Mobile money holds huge potential for Ghana

Mobile money started off in Ghana tottering on the brink of little hope it will gain popularity among the public. While the promoters, mainly the mobile telecom operators, touted its potential, especially drawing on Kenya’s huge success story with the service, critics maintained that the geo-economic and demographic differences between the two countries were poles apart for Kenya’s succes to be replicated in Ghana.

That notwithstanding, mobile money started with Airtel’s (then Zain) launch of Zap in February 2009 and later followed by MTN in the same year. As of 2012, the transaction value of Mobile money was GH¢171million.
Fast forward to today, not even the most avowed doomsday prophet will stand by his words - as there are now 21,721,814  number of wallet holders with GH¢11.6 billion value of transactions  carried out - the landscape has changed and the perceived bleak future of mobile money has given way to a bright and prospective story of hope, unspeakable success and more room for improvement.

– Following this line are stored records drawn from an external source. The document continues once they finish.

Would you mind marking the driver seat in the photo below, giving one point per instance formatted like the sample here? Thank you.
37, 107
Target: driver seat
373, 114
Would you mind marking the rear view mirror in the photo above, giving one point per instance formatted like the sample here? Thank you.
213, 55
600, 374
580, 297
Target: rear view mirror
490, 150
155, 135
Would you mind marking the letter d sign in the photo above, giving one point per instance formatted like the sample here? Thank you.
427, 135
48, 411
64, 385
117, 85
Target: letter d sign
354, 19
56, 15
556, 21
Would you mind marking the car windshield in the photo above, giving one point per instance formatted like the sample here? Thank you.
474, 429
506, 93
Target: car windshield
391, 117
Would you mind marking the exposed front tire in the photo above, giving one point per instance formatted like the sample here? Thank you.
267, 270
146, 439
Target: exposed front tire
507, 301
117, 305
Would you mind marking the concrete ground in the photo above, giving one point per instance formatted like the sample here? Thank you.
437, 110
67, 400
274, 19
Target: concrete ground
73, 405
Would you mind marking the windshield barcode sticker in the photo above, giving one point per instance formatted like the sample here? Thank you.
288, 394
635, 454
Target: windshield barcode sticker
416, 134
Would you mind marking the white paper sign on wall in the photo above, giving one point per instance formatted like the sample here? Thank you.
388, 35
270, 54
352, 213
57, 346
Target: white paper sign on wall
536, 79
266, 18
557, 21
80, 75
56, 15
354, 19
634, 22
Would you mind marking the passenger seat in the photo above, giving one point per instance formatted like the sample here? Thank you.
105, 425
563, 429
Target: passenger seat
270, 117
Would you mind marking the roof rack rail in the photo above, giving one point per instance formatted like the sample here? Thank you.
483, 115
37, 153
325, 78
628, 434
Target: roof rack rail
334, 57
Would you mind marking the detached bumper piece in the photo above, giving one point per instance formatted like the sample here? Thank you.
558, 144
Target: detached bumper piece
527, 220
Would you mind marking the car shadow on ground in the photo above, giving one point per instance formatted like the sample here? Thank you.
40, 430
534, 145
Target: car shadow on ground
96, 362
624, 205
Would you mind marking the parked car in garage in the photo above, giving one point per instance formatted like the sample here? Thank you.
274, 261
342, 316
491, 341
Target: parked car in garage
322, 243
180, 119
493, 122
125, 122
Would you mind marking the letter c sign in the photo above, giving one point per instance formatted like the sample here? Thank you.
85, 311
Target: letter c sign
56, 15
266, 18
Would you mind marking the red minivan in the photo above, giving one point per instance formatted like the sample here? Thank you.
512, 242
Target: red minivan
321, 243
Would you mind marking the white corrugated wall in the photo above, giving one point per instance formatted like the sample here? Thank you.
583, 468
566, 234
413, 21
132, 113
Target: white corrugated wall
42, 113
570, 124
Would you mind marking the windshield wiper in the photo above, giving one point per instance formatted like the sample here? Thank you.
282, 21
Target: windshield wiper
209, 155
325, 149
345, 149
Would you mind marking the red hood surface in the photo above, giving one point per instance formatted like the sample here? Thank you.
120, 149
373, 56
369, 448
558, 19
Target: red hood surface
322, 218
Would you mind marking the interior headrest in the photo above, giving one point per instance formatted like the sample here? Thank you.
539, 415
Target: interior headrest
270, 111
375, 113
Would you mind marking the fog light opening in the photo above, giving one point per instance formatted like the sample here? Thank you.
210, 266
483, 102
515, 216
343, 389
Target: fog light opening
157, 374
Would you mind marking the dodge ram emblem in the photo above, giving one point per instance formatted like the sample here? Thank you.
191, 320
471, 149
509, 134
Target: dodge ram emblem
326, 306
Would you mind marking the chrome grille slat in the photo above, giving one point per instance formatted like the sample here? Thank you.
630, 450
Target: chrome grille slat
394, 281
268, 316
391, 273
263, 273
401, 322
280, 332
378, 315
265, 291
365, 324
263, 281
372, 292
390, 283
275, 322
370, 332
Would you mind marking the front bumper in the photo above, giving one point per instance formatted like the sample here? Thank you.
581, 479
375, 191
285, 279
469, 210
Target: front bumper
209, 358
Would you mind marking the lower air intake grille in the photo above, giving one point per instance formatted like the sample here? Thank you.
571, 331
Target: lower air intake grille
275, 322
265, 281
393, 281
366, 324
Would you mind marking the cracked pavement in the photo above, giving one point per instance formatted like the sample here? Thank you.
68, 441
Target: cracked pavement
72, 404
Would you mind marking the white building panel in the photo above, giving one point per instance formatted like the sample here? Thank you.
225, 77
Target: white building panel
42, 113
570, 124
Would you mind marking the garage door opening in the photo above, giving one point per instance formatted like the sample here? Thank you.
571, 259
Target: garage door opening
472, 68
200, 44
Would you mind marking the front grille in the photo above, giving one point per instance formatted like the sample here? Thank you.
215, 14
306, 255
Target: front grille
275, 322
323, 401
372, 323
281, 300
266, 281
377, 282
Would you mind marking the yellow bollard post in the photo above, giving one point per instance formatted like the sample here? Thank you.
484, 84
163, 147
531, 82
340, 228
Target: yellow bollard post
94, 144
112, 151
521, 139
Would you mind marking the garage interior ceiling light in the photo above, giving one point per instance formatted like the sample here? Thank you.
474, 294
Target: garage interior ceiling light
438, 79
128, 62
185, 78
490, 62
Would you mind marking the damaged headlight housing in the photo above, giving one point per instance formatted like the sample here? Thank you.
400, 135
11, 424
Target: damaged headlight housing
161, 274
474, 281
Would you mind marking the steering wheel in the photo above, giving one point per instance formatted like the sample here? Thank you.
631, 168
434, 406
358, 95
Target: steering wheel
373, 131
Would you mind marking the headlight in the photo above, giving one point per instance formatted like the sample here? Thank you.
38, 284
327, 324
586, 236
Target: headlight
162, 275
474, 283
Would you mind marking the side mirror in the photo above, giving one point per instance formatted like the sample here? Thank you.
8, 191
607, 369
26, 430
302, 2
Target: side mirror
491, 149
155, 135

Mobile money gather momentum
Patronage of mobile money continues to gain momentum, as the value of transactions for the third year running saw an astronomical jump, from GH¢2.4 billion as of 2013 to about GH¢11.6 billion in 2014, according to the Bank of Ghana (BoG). This means the number of transactions has almost quadrupled since 2012; from 30 million to about 106.4 million in 2014.
Registered mobile money customers have also increased from 3,303,837 in 2013 to 5,424,650 in 2014, representing a 64- per cent increase, while the total number of subscribers also increased from 20,346,016 in 2013 to 21,721,814 in 2014.
The Head, Research and Communications at the Ghana Telecoms Chamber, Mr Derek B. Laryea, said mobile money holds huge potential for the country, especially should the current trend continue. 

The service, he said, had already proven to be viable and sustainable, as awareness had increased and additional payment options now being developed by the day.

Growth in the service is expected to contribute to economic growth because it offered convenience and consumer protection, while lowering the risks inherent in the informal economy and widespread use of cash.
Mr Laryea, speaking in an interview with the GRAPHIC BUSINESS, said mobile money would also act as a catalyst for formalising the economy and enable the government to have a broader view of transactions.

Mobile money not replacing banking
Although the mobile money revolution has been a little litargic in Ghana compared to Kenya, the former’s approach was to make the mobile operators carry their transactions on banking platforms (within the banking sector). In the case of Kenya, the telecom companies had the liberty to create wallets on their platforms and only partner with banks by choice.
It is only recently that the BoG issued new user guidelines which give the mobile money outfits of the various telecom companies some autonomy from their banking partners.

Under the new guidelines, the mobile money operators would be required to go for new licences that would make them independent financial institutions rather than just departments of the respective telcos.
The mobile money licences which were issued to banks to partner with the telecom companies will now be issued directly to the mobile money operators, and they will use the banks only as deposit agencies.
The mobile money brands will become separate financial institutions registered under different names but still owned by the respective telecom companies.

A banking consultant, Nana Otuo Acheampong, also in an a separate interview, said mobile money was filling the gaps in the banking sector but not replacing banking.

“It will be economically suicidal for any bank to open a branch in a community of about 500 people whose major source of income is farming. Mobile money has, therefore, come to provide people in such communities a platform to send and receive money,” he stated.

He believed this was why people living in especially the rural areas had embraced the transfer of money through mobile networks since it was introduced in 2009.

He said mobile money had helped people living in urban areas to transfer funds to friends and families with ease within and outside their communities.

Mr Laryea, commenting on this, said mobile money was complementing banking and not competing with banking.
“Banks will continue to be banks while telcos will play their role as telecom companies. Thanks to the rigorous supervision of the regulator and the new Electronic Money Issuers (EMI) and Agent Guidelines, both sectors can play their respective roles and complement each other”, he stated.

Mr Laryea said banks, however, still had a major role to play while the mobile money industry also had its role in the Ghanaian economy.

He believed there was enough room for both to co-exist as banks generally relied on traditional ‘brick & mortar’ infrastructure which creates a struggle to serve low-income customers profitably, particularly in rural areas.
“Mobile money can be seen as a cheaper option of expanding traditional banking to the unbanked using devices that are already in the hands of consumers”, he stated.